The secret superhero group the Illuminati are eventually revealed to have visited both the Kree and Skrull Empires and advised the aliens that involving Earth in their war would not be tolerated.

== Sequels ==
A supplemental story appeared in New Avengers: Illuminati (vol. 2) #1 – 5 (Feb. 2007 – Jan. 2008), recounting the adventures of a team that Iron Man assembled after the war consisting of himself, Black Bolt, Mister Fantastic, Professor X, Namor, and Doctor Strange, feeling that all of them together possessed information that could have averted Earth's involvement in the war if they had worked together. Issue #1 recounts the group's ill-fated confrontation with the Skrull emperor Dorrek, shortly after the Kree–Skrull War. In issue #5, Iron Man brings the Elektra Skrull's corpse to the group. Subsequently, they are attacked by a group of Super-Skrulls, including one who had been impersonating Black Bolt. This issue tied the Kree–Skrull War with the ongoing crossover storyline Secret Invasion.

===Tie-ins===
The nature of Rick's strange power at the story's conclusion is revealed in Avengers Forever, where it is identified as the Destiny Force, a manifestation of human potential.

During Captain America Reborn, when Captain America was sent bouncing randomly through time by a weapon devised by the Red Skull, during a brief visit to the time of the Kree–Skrull war, he took advantage of the opportunity to isolate himself and the Vision from the conflict long enough to give the Vision a message that the Vision would subsequently 'delete' from his conscious memory until the time came for him to recall it, allowing Captain America to communicate with the present without changing history.

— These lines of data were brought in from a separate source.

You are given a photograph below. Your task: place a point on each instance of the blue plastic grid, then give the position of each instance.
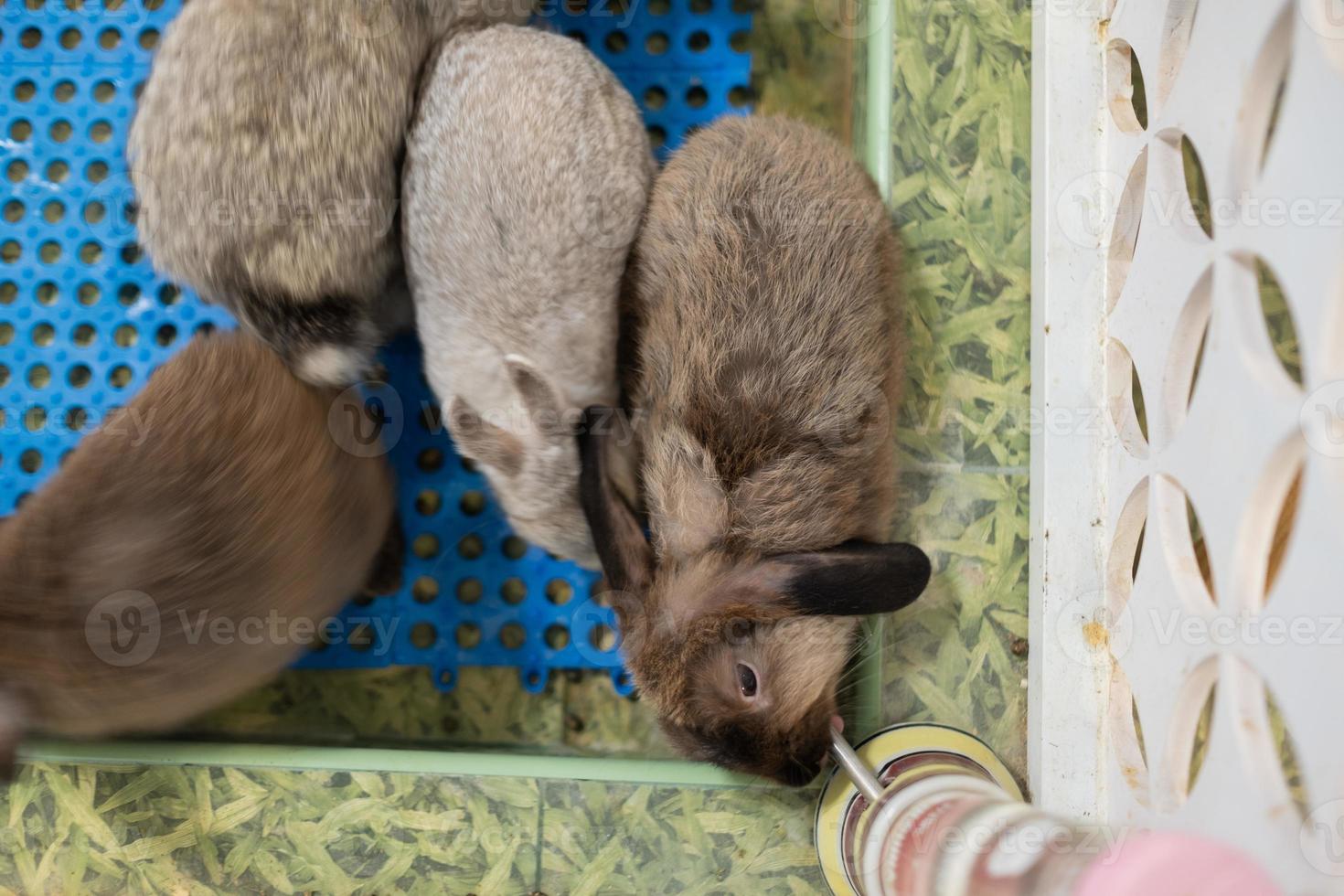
(83, 318)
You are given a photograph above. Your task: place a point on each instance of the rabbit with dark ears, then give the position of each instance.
(763, 285)
(266, 151)
(222, 492)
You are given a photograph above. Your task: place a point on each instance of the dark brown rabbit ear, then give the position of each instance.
(625, 554)
(854, 579)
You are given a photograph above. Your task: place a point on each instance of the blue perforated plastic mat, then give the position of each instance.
(83, 318)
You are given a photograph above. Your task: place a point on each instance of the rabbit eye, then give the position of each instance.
(746, 680)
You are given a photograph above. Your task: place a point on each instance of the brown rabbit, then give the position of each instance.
(219, 492)
(765, 288)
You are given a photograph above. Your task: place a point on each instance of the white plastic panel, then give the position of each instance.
(1257, 86)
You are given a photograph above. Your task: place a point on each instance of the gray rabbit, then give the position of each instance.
(527, 172)
(220, 497)
(765, 291)
(265, 156)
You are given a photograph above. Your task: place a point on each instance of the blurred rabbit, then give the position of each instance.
(219, 492)
(763, 283)
(527, 171)
(265, 159)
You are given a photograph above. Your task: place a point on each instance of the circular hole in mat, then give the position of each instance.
(560, 592)
(425, 589)
(30, 461)
(472, 503)
(603, 637)
(469, 590)
(125, 336)
(425, 546)
(362, 638)
(557, 637)
(512, 635)
(431, 460)
(423, 635)
(43, 335)
(514, 590)
(468, 635)
(471, 547)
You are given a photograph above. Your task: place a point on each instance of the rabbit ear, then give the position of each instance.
(625, 554)
(538, 397)
(481, 440)
(854, 579)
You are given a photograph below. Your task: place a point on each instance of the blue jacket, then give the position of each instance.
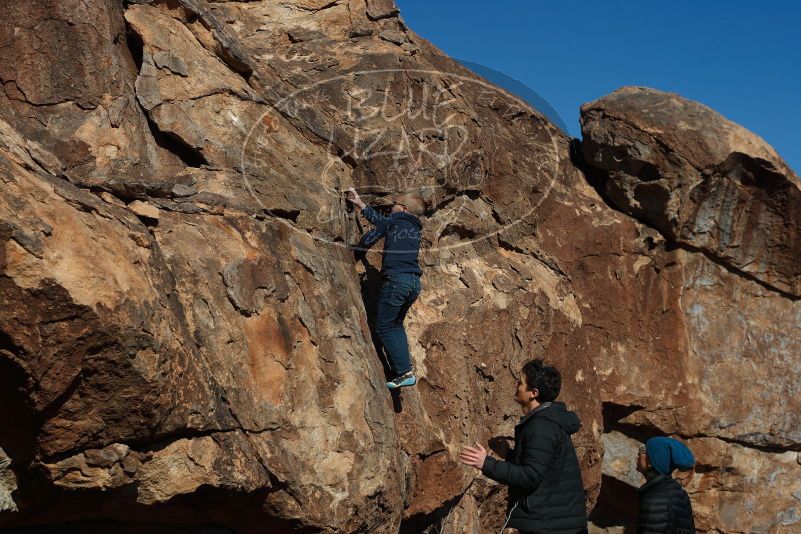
(401, 232)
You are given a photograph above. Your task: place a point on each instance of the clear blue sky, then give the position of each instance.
(739, 57)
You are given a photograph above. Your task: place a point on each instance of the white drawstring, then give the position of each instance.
(508, 518)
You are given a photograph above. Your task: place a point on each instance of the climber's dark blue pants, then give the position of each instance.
(398, 293)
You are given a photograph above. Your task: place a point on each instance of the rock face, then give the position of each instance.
(186, 340)
(730, 386)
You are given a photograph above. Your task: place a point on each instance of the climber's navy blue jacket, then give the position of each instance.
(401, 232)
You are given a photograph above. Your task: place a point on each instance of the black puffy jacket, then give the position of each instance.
(664, 507)
(546, 495)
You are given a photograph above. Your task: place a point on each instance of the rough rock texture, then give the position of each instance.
(731, 385)
(700, 179)
(185, 340)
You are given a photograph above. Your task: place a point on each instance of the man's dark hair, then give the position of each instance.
(545, 378)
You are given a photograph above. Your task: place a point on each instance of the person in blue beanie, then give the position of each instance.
(400, 276)
(664, 504)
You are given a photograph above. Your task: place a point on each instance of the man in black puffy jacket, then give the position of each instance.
(664, 504)
(546, 494)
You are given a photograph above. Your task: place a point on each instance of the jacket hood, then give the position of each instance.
(406, 216)
(559, 414)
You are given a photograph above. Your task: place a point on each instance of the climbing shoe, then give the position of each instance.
(402, 381)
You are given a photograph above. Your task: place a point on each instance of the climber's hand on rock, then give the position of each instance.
(474, 456)
(354, 197)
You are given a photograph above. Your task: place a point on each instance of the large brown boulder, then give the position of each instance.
(700, 179)
(729, 382)
(186, 340)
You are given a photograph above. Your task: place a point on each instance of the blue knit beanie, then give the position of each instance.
(667, 454)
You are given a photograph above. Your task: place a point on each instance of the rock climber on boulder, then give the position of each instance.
(400, 276)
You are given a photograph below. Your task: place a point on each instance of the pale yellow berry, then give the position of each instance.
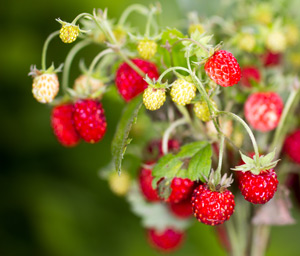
(45, 87)
(247, 42)
(292, 34)
(153, 99)
(85, 85)
(202, 111)
(147, 48)
(69, 33)
(194, 27)
(183, 92)
(276, 42)
(120, 34)
(119, 184)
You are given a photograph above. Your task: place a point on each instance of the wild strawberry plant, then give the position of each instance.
(196, 97)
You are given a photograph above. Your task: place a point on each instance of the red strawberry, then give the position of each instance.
(292, 146)
(223, 68)
(250, 74)
(129, 82)
(212, 207)
(182, 209)
(90, 120)
(263, 110)
(63, 125)
(145, 182)
(181, 190)
(167, 240)
(271, 59)
(258, 189)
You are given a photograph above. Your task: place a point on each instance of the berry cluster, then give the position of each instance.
(196, 92)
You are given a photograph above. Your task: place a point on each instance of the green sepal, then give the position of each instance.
(193, 161)
(257, 165)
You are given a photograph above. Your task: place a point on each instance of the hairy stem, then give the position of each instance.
(135, 7)
(167, 133)
(247, 128)
(45, 47)
(68, 62)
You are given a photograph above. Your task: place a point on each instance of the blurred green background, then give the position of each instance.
(52, 201)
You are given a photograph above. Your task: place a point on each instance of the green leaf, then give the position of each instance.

In Marvel Team-Up #5, Spider-Man and Vision learn that a Skrull scout from the Kree–Skrull War is interfering with the Vision's brainwaves.

==Collected editions==
The Avengers storyline was collected in a trade paperback:
- The Avengers: Kree-Skrull War (208 pages, August 2000, ISBN 0-7851-0745-2, May 2008, ISBN 0-7851-3230-9)

==In other media==
===Television===
- The Kree–Skrull War was going to be adapted in the Silver Surfer animated series prior to its cancellation.
- The Kree–Skrull War was adapted for the second season of The Avengers: Earth's Mightiest Heroes animated series.

===Film===
Captain Marvel features the mythology of the Kree–Skrull War. In the film, the conflict is depicted as one-sided, with the Skrulls being the victims of the Kree's genocidal war. The Kree Mar-Vell goes against her people and travels to Earth to help Skrull refugees escape from Kree forces. Carol Danvers was brainwashed by the Kree to fight the Skrulls. When she discovers the truth, she rebels against her former masters and helps the Skrulls find a new homeland.